2) Couples being treated with IVF who may have a low genetic ridk but whose embryos are screen for chromosomal aneploidies enhance their chance or an ongoing pregnancy
* Women over 37 undergoing IVF whose low success rate might be attributable to chromosomal aneuploidies

Question 79

what are the ethical considerations of PGT

Answer 79

Is PGT orally acceptable?
- Depends on how moral status of embryo is viewed
- Is selective transfer favourable to pregnancy termination?
Is strain on women acceptable
- IVF involves risk to women with only limited chance of success
- Need for counselling and informed choice
Slippery slope argument
- Potential for would be parents o design the ‘perfect child’

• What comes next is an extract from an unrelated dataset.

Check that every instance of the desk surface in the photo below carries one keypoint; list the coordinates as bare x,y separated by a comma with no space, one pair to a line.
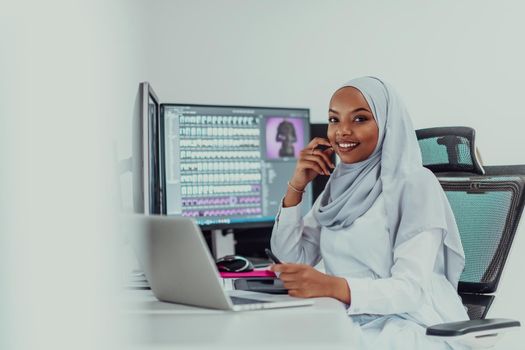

● Social sex selection - In UK sex selection only allowed for medical reasons eg to avoid giving birth to a child with a sex-linked disorder.
● Saviour sibling - Selection of an embryo for implantation to provide a treatment for a sibling with life-limiting blood disorders.

Question 80

what are the ethical considerations with PGT and saviour siblings?

Answer 80

● Saviour sibling - Selection of an embryo for implantation to provide a treatment for a sibling with life-limiting blood disorders.
A couple with a child affected with Fanconi’s anaemia can request PGT for this disease along with HLA typing. Cord blood or bone marrow from their second child can be used to cure their first – saviour sibling.
Is it ethical to select an embryo solely for the purpose of treating a child who is already alive? Potential adverse psychological and emotional effects
If cord blood transplant is unsuccessful, the second child will be required to donate bone marrow, a painful procedure with no direct benefit to the donor.

Question 81

how does downregulation help in the success of in vitro fertilisation

Answer 81

can avoid a premature luteinizing hormone (LH) surge, favor follicle development, synchronize the growth of the follicles and endometrium, and thus improve IVF success

Question 82

what is the window for implantation in the menstrual cycle of someone receiving IVF?

Answer 82

Transfers performed on the 17th and 20th days of the cycle can result in successful implantation, although the rates of implantation are highest when transfers are done on days 18 and 19.

Question 83

what causes the symptoms that are associated with PCOS?

Answer 83

an excess production of androgens

Question 84

what are fibroids?

how do they affect fertility

Answer 84

benign growths arising from smooth muscle of the uterus that can distort the uterine cavity and prevent implantation

Question 85

hrwhat are uterine polyps?

how do they affect fertility

Answer 85

small growths of endometrial tissue dangling in the uterus interfering with implantation

Question 86

what is the purpose of Nafarelin?

Answer 86

Nafarelin a nasal spray containing a gonadotropic releasing hormone agonist is administered in order to stop the bodys normal control mechanisms and cause the flare effect: rise of gonadotropin levels and short term activation of gonadal metabolism and steroid production.
It helps avoid premature lutinizing hormone surge and synchronise the growth of the follicles and endometrium thus improving IVF success.

Question 87

what size do the follicles have to be before administering the hCG injection

Answer 87

around 18mm

Question 88

why is live cell imaging better than scoring based off mrophological criteria?

Answer 88

it monitors the embryonic development continually from fertilisation to transfer and based on previous knowledge of success, determines which cells cleave and develop at the optimum rate for a successful cycle

Question 89

how do they increase chance of success after embryo transfer

Answer 89

progesterone pessaries are taken daily to support the endothelium increasing the chance of success.

Question 90

how is PGT-M carried out?

Answer 90

It uses PCR to amplify the DNA fragment containing the causative mutation
Alternatively, PGT-M now employs whole genome amplification of biopsied cells.